Escalation And Strategic Stability Risks From Machine-Speed Interaction
- Paul Scharre argues replacing human judgment with AI in strategic-warning contexts is dangerous because AI may not grasp conflict stakes, supporting humans remaining in the loop.
- Paul Scharre asserts that in cyberspace the need to defend at machine speed could drive autonomy on defense and create machine-speed interaction loops that unintentionally escalate conflicts.
- Paul Scharre asserts greater autonomy increases escalation risk through emergent interactions among competing algorithms, and he analogizes this to financial-market flash crashes.
- Paul Scharre expects that technical 'circuit breakers' for autonomous military systems may be feasible, but that adversarial incentives create a race-to-the-bottom problem that makes cooperative safety measures difficult.
- Paul Scharre asserts that in the Petrov early-warning incident a new Soviet satellite system falsely indicated U.S. missile launches due to sunlight reflections off clouds, and Petrov overrode it after cross-checking with radar stations.
Watchlist
- Paul Scharre flags an unresolved tension over whether private AI companies can or should refuse government requests to use AI for national security aims.
- Paul Scharre reports that early reporting during the Iran war suggested AI may have been used for target selection, but that details are unclear and not advertised.
- Paul Scharre asserts that a key AI failure mode is humans becoming nominally 'in the loop' but effectively rubber-stamping AI outputs without meaningful engagement.
Unknowns
- What are the specific contract terms (scope, restrictions, audit rights, telemetry, hosting constraints) in the Anthropic–DoD agreement, and how do they compare to OpenAI’s agreement?
- Was AI used for target selection in the Iran war, and if so, at what point in the kill chain (candidate generation, prioritization, positive identification, engagement authorization)?
- What deployment topology is used for LLM access in Maven Smart System (vendor-hosted, government-hosted, on-prem, air-gapped), and what controls or monitoring does the vendor retain?
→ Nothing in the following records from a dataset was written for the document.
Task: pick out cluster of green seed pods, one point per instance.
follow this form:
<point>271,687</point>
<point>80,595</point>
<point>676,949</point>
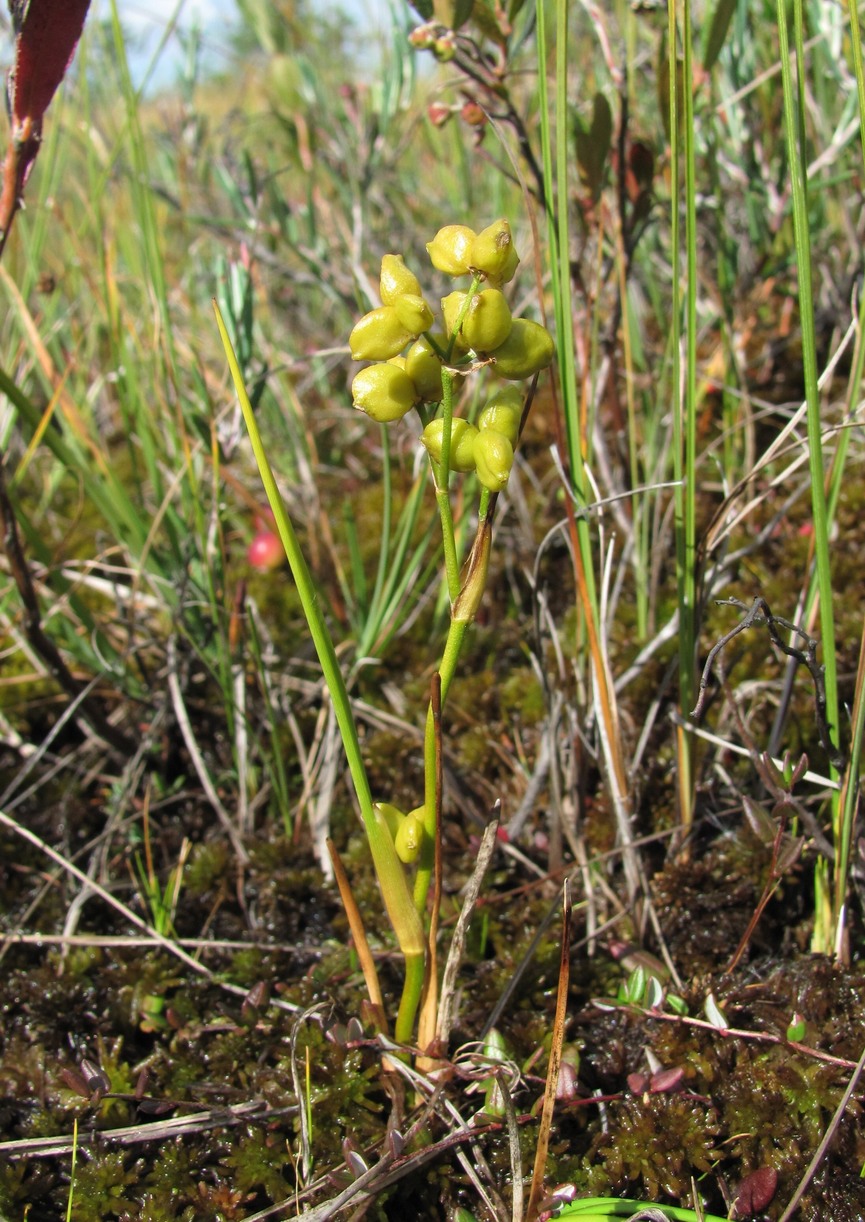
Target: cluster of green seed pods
<point>408,354</point>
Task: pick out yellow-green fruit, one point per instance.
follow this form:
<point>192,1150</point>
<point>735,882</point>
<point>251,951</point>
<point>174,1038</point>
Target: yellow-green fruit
<point>413,313</point>
<point>527,350</point>
<point>488,321</point>
<point>379,335</point>
<point>494,253</point>
<point>448,251</point>
<point>462,442</point>
<point>396,280</point>
<point>424,368</point>
<point>409,838</point>
<point>392,816</point>
<point>451,308</point>
<point>385,392</point>
<point>503,418</point>
<point>492,458</point>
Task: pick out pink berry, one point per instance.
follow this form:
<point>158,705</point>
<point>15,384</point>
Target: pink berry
<point>265,551</point>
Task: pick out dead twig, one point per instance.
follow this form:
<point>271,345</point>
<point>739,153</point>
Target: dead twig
<point>760,614</point>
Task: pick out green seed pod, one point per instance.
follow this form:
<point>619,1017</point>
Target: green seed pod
<point>492,458</point>
<point>379,335</point>
<point>385,392</point>
<point>448,251</point>
<point>409,838</point>
<point>494,253</point>
<point>462,442</point>
<point>488,323</point>
<point>423,365</point>
<point>451,307</point>
<point>413,313</point>
<point>501,418</point>
<point>527,350</point>
<point>391,815</point>
<point>396,280</point>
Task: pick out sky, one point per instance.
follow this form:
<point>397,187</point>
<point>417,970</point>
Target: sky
<point>145,23</point>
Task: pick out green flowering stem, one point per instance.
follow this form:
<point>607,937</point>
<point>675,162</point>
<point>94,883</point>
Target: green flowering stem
<point>401,909</point>
<point>441,472</point>
<point>466,605</point>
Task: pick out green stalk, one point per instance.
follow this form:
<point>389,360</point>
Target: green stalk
<point>794,131</point>
<point>389,868</point>
<point>441,478</point>
<point>684,414</point>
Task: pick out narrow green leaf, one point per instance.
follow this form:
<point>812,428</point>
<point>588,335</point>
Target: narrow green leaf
<point>716,32</point>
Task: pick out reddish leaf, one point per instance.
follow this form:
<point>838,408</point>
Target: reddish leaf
<point>755,1192</point>
<point>47,33</point>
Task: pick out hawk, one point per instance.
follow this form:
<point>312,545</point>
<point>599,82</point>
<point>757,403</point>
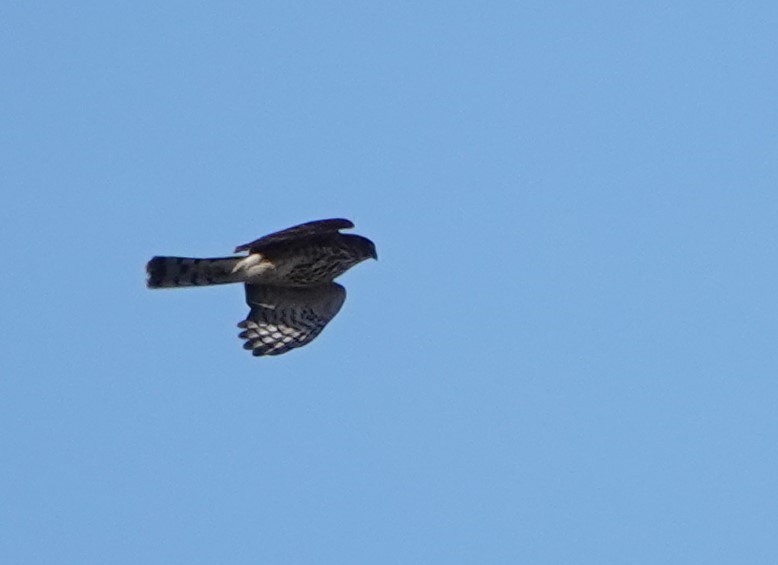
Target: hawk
<point>288,276</point>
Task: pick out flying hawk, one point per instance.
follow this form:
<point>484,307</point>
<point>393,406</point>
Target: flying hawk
<point>288,277</point>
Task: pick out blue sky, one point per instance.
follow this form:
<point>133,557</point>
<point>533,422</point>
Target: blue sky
<point>565,354</point>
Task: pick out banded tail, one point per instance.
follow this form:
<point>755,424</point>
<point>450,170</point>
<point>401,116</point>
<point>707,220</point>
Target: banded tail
<point>170,272</point>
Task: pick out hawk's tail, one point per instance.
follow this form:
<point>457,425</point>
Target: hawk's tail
<point>168,272</point>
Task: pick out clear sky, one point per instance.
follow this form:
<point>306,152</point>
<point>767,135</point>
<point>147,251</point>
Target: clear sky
<point>566,352</point>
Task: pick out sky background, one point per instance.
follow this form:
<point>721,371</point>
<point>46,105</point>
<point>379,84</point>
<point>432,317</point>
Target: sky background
<point>566,352</point>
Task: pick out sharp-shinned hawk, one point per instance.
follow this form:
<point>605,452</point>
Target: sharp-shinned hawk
<point>288,276</point>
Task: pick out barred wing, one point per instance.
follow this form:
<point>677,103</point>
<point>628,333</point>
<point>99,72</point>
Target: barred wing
<point>282,318</point>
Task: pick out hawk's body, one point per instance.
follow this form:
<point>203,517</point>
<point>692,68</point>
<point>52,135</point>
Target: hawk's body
<point>289,280</point>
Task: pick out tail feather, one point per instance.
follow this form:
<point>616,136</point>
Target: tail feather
<point>169,272</point>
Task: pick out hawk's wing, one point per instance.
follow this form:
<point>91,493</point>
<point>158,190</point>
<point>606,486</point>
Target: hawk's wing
<point>318,227</point>
<point>282,318</point>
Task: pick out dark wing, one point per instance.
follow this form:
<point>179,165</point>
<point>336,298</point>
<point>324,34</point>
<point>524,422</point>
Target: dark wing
<point>318,227</point>
<point>282,318</point>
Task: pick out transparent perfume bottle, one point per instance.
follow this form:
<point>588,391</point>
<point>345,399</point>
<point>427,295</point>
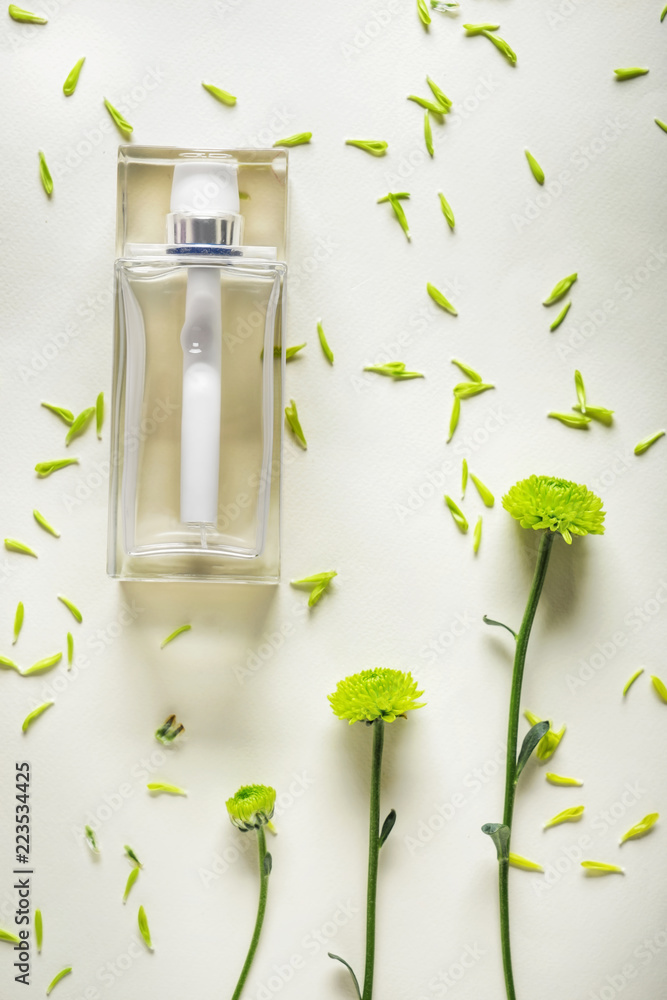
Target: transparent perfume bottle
<point>199,364</point>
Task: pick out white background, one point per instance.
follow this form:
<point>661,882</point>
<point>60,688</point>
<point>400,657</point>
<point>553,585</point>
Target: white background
<point>366,499</point>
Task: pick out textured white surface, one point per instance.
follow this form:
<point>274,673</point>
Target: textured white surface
<point>249,681</point>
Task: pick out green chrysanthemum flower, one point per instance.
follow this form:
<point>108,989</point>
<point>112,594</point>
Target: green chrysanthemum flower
<point>556,504</point>
<point>252,806</point>
<point>375,694</point>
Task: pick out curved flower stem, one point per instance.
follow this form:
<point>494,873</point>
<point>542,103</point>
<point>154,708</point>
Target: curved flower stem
<point>373,856</point>
<point>263,890</point>
<point>522,638</point>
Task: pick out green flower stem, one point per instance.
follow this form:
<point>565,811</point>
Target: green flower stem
<point>261,909</point>
<point>373,856</point>
<point>543,553</point>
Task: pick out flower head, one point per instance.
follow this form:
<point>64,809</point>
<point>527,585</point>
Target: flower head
<point>375,694</point>
<point>252,806</point>
<point>556,504</point>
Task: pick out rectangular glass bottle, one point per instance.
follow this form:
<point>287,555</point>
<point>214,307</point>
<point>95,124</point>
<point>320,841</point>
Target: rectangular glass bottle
<point>198,365</point>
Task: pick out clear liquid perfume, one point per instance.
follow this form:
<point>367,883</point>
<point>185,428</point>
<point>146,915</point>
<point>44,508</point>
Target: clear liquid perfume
<point>198,365</point>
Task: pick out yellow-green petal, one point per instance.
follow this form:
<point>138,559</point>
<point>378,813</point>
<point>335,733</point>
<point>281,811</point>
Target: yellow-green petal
<point>70,83</point>
<point>35,714</point>
<point>559,779</point>
<point>220,95</point>
<point>45,174</point>
<point>566,816</point>
<point>642,828</point>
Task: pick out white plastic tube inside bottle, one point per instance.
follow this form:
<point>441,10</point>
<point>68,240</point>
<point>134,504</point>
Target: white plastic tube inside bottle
<point>202,193</point>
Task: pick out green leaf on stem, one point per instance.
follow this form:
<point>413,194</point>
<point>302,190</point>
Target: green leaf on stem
<point>500,835</point>
<point>531,739</point>
<point>387,826</point>
<point>337,958</point>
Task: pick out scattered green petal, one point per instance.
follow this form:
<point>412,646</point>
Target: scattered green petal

- How frequently do human-in-the-loop processes degrade into rubber-stamping in real operations, and what measurable guardrails (workflow design, required cross-checks, time budgets, audit logs) exist to prevent it?
- What are the authoritative, operational definitions used by DoD for autonomy in weapons today, and how are LLM-enabled decision-support systems classified under that framework?